The k-nearest neighbors approach to anomaly detection uses the distance to a data point's k-th nearest neighbor (or the average distance to its k nearest neighbors) as an anomaly score. Points that are far from their neighbors are considered anomalous.
This method is simple and intuitive but has O(n^2) time complexity for naive implementations, which limits scalability. Approximate nearest neighbor search algorithms and spatial indexing structures (such as KD-trees and ball trees) can significantly reduce this computational burden. Unlike LOF, k-NN distance does not account for local density variations, making it less effective when clusters have different densities.
DBSCAN (Density-Based Spatial Clustering of Applications with Noise), proposed by Ester, Kriegel, Sander, and Xu in 1996, is a clustering algorithm that naturally identifies outliers as a byproduct of its density-based grouping process. Points that do not belong to any cluster are labeled as noise, and these noise points serve as detected anomalies.
DBSCAN uses two parameters: epsilon (the radius of the neighborhood) and MinPts (the minimum number of points required to form a dense region). Points that have at least MinPts neighbors within epsilon distance are core points. Points within epsilon of a core point but with fewer than MinPts neighbors are border points. All remaining points are noise (anomalies).
DBSCAN is effective at finding clusters of arbitrary shape and does not require specifying the number of clusters in advance, unlike k-means. However, it can struggle with datasets that have varying densities, since a single epsilon value may not capture all cluster structures. The algorithm received the ACM SIGKDD Test of Time Award in 2014 in recognition of its broad impact on the field.
Histogram-Based Outlier Score (HBOS), introduced by Goldstein and Dengel in 2012, is an unsupervised anomaly detection method that scores data points based on their positions within univariate histograms. For each feature, HBOS constructs a histogram and assigns higher outlier scores to values that fall into bins with low frequency.

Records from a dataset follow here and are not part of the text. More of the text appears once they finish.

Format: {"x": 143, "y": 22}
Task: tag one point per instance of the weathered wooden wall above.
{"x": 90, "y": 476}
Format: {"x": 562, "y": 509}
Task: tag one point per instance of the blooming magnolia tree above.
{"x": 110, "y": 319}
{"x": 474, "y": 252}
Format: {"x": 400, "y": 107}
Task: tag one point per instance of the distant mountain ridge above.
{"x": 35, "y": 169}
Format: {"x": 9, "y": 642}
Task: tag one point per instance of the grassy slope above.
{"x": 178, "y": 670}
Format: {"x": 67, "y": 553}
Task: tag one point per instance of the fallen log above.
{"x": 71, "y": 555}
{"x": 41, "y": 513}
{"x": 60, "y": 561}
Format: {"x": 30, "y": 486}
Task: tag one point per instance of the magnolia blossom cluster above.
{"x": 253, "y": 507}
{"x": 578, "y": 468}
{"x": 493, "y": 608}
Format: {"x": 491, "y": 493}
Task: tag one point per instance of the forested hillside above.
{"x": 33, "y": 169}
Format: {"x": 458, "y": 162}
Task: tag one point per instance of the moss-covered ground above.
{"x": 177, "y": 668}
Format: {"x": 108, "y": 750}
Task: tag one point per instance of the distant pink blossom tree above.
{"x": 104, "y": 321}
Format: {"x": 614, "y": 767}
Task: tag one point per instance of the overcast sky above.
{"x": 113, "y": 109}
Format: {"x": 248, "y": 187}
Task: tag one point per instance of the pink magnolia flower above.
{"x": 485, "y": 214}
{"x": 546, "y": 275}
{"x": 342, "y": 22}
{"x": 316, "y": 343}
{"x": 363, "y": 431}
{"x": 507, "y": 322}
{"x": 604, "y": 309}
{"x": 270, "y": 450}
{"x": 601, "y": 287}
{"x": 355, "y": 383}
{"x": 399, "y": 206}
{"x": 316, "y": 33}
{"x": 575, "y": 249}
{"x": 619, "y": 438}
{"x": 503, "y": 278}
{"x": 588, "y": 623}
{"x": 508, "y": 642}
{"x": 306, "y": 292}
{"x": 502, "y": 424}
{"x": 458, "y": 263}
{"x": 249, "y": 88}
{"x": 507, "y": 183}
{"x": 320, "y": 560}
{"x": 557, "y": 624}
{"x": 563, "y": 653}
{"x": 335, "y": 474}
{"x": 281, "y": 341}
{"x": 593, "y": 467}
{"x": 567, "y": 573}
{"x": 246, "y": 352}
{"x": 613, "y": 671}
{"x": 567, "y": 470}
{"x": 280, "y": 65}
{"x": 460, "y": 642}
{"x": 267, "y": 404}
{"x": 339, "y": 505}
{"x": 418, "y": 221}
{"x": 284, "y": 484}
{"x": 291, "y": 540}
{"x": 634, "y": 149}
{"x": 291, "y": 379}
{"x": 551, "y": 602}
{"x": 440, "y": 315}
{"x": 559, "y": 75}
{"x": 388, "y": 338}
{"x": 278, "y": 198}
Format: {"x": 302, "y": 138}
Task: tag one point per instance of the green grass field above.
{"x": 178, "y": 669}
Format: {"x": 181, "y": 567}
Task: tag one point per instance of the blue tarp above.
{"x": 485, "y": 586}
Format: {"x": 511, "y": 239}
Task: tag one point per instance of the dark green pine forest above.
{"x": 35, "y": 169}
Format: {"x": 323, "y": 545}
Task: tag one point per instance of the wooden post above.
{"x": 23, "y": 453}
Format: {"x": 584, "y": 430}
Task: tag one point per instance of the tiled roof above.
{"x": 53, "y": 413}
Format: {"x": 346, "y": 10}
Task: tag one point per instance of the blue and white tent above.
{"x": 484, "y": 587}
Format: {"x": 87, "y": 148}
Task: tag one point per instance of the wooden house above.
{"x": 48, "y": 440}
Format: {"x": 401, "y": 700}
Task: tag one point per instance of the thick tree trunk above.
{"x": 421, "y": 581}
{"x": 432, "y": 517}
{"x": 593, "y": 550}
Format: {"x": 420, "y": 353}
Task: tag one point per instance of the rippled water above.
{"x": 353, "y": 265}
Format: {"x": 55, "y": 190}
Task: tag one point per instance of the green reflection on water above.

HBOS assumes feature independence, which makes it computationally very efficient (linear time complexity) but limits its ability to detect anomalies that arise from unusual combinations of feature values. Benchmarks have shown HBOS to be up to five times faster than clustering-based methods and up to seven times faster than nearest-neighbor-based methods, making it a strong choice for initial screening on large datasets. It reliably detects global outliers but performs poorly on local outlier problems.
Extended HBOS (EHBOS) addresses some of these limitations by using two-dimensional histograms to capture pairwise feature interactions.
| Method | Type | Year | Complexity | Handles high dimensions | Detects local anomalies | Key parameter(s) |
|---|---|---|---|---|---|---|
| Isolation Forest | Tree-based | 2008 | O(n log n) | Yes | Partially | Number of trees, contamination |
| One-Class SVM | Boundary-based | 2001 | O(n^2) to O(n^3) | Moderate | No | Kernel, nu, gamma |
| LOF | Density-based | 2000 | O(n^2) | No | Yes | k (number of neighbors) |
| DBSCAN | Density-based | 1996 | O(n log n) with indexing | No | Yes | Epsilon, MinPts |
| k-NN distance | Distance-based | Classic | O(n^2) | Moderate | No | k (number of neighbors) |
| HBOS | Histogram-based | 2012 | O(n) | No | No | Number of bins |
| Random Forest (supervised) | Tree-based | 2001 | O(n log n) | Yes | No | Number of trees, depth |
| Elliptic Envelope | Statistical | Classic | O(n * d^2) | Moderate | No | Contamination |
Deep learning methods have become increasingly prominent in anomaly detection, particularly for high-dimensional and complex data types such as images, time series, and network traffic. These approaches leverage neural networks to learn rich representations of normal data and identify deviations.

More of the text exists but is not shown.